Служба по большей части прошла как всегда. Необычным было лишь то, что рядом с миссис Гэтти сидела морщинистая желтолицая дама с маленькими черными глазками, а мистер Гэтти, никогда не пропускавший воскресные службы во время своего пребывания в Солтмарш, отсутствовал. Зато пришли Берт с Корой. Очень странно.
Когда служба закончилась и викарий произнес благословение, миссис Гэтти немедленно поднялась с колен и по главному проходу направилась к дверям. Миссис Брэдли поспешила следом.
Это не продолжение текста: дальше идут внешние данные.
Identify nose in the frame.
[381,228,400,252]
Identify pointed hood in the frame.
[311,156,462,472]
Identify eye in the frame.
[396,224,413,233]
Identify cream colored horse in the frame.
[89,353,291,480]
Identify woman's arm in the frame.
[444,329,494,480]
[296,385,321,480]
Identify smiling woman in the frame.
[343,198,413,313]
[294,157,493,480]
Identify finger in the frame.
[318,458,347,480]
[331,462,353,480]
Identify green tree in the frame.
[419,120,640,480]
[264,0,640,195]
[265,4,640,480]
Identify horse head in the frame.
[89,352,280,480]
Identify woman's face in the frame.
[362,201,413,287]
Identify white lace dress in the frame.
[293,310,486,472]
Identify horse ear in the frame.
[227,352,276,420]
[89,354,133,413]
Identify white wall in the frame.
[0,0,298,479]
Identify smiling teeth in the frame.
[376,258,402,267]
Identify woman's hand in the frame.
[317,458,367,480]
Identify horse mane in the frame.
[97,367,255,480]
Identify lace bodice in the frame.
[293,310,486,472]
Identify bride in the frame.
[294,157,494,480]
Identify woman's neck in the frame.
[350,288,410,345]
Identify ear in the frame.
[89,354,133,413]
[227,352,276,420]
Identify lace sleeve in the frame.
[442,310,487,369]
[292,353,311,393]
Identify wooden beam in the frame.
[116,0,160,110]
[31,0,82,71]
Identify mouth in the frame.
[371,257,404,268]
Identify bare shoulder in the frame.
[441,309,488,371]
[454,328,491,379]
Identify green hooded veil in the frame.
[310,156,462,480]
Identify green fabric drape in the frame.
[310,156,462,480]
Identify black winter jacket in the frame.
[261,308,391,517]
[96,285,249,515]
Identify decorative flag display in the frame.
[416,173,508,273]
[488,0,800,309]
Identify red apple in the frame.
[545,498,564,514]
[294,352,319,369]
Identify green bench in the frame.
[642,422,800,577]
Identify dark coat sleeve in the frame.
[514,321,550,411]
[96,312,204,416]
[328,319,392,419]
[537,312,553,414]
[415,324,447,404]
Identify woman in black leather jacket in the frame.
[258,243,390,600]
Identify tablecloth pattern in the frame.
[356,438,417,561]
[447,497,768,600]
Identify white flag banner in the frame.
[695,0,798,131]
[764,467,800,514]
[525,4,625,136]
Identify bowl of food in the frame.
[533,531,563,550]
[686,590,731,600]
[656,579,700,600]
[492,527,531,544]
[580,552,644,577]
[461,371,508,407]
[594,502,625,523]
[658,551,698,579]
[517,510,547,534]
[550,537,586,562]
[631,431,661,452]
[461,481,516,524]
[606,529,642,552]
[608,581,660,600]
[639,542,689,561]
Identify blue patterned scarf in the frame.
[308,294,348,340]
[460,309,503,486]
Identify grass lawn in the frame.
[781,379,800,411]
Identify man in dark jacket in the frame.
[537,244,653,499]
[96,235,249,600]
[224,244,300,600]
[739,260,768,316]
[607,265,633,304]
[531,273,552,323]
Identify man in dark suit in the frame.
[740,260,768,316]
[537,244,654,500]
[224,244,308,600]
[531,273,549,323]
Остальные прихожане, дождавшись, пока мы с викарием пройдем в ризницу, тоже устремились на улицу. А дальше оставалось только удивляться. Когда все вышли, миссис Гэтти, встав у старой надколотой чаши для святой воды, указала пальцем на сквайра и четко произнесла:
– Был львом, а убиен челюстью ослиной.
Таким экстравагантным манером она намекала на то, что сэр Уильям, будучи на военной службе, счел должным подать прошение об отставке из-за пущенной о нем злобной сплетни. От слов миссис Гэтти он страшно покраснел и, послав ей пристальный взгляд, быстро двинулся к покойницким воротам, почти волоча за собой державшую его под руку Маргарет. Тогда миссис Гэтти переключила внимание на хозяина таверны, лысого здоровяка с бледной физиономией и водянистыми глазами. Мне он никогда не нравился, хоть и доставал нам кокосы по дешевке и казался человеком добродушным.
– Ты – свинья нечистая, свинья, вот кто ты! – произнесла она.
Хозяин таверны улыбнулся с редким самообладанием.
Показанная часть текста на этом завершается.